The End of the Public Square

Bluesky, the decentralised social network once billed as the natural successor to Twitter, is officially changing course. In an interview with CNBC published this week, Chief Operating Officer Rose Wang said the company no longer sees its future as a rival to Elon Musk's X. Instead, Bluesky is taking direct inspiration from Reddit, aiming to become a 'discovery mechanism' built around interest-based communities rather than a single chronological feed.

'The public square is not the direction we want to go in,' Wang said, adding that the company is 'very inspired by companies like Reddit.'

A Stark Engagement Slide

The pivot comes against sobering numbers.

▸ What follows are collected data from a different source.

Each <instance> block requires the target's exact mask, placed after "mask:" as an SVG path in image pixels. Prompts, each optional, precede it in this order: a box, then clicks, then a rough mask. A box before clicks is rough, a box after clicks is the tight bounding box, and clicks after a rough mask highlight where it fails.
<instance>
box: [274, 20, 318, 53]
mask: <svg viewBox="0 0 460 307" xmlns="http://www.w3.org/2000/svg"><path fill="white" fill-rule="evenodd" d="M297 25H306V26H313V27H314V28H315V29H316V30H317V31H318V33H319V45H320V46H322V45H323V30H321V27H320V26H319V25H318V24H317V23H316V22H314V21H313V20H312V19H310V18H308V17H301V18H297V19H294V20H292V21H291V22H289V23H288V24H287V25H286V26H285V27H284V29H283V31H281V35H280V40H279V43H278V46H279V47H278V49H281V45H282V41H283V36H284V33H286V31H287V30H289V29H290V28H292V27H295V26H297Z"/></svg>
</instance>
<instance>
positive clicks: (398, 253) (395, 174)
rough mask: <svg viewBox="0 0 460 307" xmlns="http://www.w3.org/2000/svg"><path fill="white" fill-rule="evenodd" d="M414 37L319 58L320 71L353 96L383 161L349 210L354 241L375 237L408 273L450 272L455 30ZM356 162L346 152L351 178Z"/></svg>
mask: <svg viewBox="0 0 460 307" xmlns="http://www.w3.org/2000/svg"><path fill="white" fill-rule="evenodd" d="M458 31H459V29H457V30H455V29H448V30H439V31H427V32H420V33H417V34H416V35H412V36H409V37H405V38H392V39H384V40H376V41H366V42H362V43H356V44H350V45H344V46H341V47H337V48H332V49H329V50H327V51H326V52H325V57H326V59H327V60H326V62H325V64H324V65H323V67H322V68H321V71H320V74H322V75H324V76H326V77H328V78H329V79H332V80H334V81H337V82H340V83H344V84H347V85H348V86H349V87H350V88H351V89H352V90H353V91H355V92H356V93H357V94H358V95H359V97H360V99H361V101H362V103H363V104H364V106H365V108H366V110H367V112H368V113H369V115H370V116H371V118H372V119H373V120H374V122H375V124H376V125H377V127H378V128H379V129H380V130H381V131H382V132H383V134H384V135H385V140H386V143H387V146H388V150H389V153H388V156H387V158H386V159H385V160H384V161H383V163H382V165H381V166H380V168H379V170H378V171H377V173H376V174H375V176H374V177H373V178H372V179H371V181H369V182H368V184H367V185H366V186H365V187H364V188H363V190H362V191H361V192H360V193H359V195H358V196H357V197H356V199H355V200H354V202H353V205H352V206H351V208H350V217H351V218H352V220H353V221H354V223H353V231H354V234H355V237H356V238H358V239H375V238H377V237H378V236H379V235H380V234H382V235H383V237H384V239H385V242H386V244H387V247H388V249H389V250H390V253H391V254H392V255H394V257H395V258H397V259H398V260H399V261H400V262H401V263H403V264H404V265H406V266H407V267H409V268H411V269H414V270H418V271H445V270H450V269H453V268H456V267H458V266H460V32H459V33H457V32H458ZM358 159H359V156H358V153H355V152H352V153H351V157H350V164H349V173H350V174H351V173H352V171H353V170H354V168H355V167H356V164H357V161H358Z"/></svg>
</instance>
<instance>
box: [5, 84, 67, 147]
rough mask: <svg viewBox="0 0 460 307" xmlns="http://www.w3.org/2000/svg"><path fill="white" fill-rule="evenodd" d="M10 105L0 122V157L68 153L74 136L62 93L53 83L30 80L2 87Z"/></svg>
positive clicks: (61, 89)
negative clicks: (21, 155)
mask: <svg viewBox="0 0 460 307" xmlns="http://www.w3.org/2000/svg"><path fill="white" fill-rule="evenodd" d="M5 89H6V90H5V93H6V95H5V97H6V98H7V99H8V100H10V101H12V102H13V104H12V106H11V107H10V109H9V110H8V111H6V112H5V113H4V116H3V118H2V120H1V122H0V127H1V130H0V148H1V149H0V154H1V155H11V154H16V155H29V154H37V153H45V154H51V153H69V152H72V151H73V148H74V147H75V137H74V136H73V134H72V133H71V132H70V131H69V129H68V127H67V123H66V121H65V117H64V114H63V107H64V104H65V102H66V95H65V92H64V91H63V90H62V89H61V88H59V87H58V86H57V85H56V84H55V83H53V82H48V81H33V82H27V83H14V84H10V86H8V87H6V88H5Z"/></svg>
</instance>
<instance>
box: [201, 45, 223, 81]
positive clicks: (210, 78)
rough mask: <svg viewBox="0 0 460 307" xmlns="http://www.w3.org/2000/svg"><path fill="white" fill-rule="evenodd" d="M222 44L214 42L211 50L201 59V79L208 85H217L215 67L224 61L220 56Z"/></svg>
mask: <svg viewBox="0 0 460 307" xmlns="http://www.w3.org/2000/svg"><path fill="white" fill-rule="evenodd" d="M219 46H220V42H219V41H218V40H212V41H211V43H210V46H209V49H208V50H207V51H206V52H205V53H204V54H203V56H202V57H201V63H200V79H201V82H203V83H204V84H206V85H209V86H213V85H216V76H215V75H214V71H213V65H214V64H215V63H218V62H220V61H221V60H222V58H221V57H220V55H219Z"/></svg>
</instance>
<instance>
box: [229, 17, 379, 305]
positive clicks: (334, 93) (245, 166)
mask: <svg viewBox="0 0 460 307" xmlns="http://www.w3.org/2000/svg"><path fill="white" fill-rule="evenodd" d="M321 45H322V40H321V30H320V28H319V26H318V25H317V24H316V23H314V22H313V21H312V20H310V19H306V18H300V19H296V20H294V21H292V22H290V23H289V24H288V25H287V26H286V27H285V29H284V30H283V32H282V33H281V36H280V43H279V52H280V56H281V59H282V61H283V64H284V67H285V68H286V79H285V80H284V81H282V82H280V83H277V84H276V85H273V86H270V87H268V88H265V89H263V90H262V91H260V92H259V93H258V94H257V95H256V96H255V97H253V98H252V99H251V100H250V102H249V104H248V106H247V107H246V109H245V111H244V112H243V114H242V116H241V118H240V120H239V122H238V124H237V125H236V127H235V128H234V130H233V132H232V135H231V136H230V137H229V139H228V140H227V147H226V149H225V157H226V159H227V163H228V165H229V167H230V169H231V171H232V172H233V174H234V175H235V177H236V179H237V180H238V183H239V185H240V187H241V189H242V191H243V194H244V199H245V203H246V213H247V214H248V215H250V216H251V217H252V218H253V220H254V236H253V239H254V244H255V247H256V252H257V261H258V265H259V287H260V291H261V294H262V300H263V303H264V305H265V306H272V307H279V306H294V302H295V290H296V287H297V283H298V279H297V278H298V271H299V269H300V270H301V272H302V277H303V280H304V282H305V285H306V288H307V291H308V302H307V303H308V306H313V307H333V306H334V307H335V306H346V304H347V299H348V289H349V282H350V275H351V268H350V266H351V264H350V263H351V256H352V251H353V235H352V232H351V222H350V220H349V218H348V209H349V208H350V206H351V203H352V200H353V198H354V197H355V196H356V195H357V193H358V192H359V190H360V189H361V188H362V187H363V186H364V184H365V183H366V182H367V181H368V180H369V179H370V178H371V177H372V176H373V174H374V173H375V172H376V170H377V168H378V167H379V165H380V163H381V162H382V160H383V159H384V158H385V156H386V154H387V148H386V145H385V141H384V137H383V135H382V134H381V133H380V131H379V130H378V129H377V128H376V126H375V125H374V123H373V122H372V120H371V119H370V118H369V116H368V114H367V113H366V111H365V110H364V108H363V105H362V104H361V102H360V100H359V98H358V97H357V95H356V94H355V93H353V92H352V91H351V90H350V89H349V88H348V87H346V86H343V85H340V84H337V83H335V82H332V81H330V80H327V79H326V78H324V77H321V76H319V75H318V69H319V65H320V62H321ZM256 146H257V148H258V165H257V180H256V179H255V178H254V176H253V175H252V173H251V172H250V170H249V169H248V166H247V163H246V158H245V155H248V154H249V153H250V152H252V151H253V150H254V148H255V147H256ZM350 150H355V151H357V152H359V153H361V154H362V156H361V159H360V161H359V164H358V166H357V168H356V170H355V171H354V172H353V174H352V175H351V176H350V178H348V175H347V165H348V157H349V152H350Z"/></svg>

Daily posters on Bluesky spiked to roughly 1.5 million during the post-US-election surge in late 2024, but have since fallen to around 600,000 — roughly where the platform stood in September 2024. A Pew Research Center analysis found engagement dropped about 50% from its mid-November 2024 peak, while US unique mobile visitors fell 44% in nine months, from 2.7 million in June 2025 to 1.5 million in March 2026. Bluesky claims over 44 million registered users, but retention — not registration — is its central problem, especially against X's estimated 450 million users.

An Industry-Wide Reckoning

Bluesky isn't alone. Meta quietly launched 'Forum' in May, a standalone Reddit-like app built on Facebook Groups, pitched as 'a dedicated space built for deeper discussions, real answers and communities you care about.' The convergence suggests the era of the algorithmic open feed may be winding down across the industry.

Bluesky's January 2026 roadmap foreshadowed the shift, promising to make custom feeds 'more central to the app' and to build features that feel 'less like just scrolling through posts and more like hanging out,' alongside topic tags and better discovery tools.

Decentralised Moderation, Familiar Risks

Speaking at SXSW London on 2 June, Wang framed the move as returning control to users, arguing incumbents are too big to change course: 'Facebook and Twitter are huge... Also, they are basically AI companies at this point.' Bluesky intends to let individual communities set their own rules for speech and moderation rather than relying on a central system. But unlike Reddit, Bluesky has no advertising model or sales infrastructure, meaning the pivot will depend entirely on organic community stickiness — precisely the thing it has been losing. The company is also working to improve video upload speeds and lengths as it modernises its video features.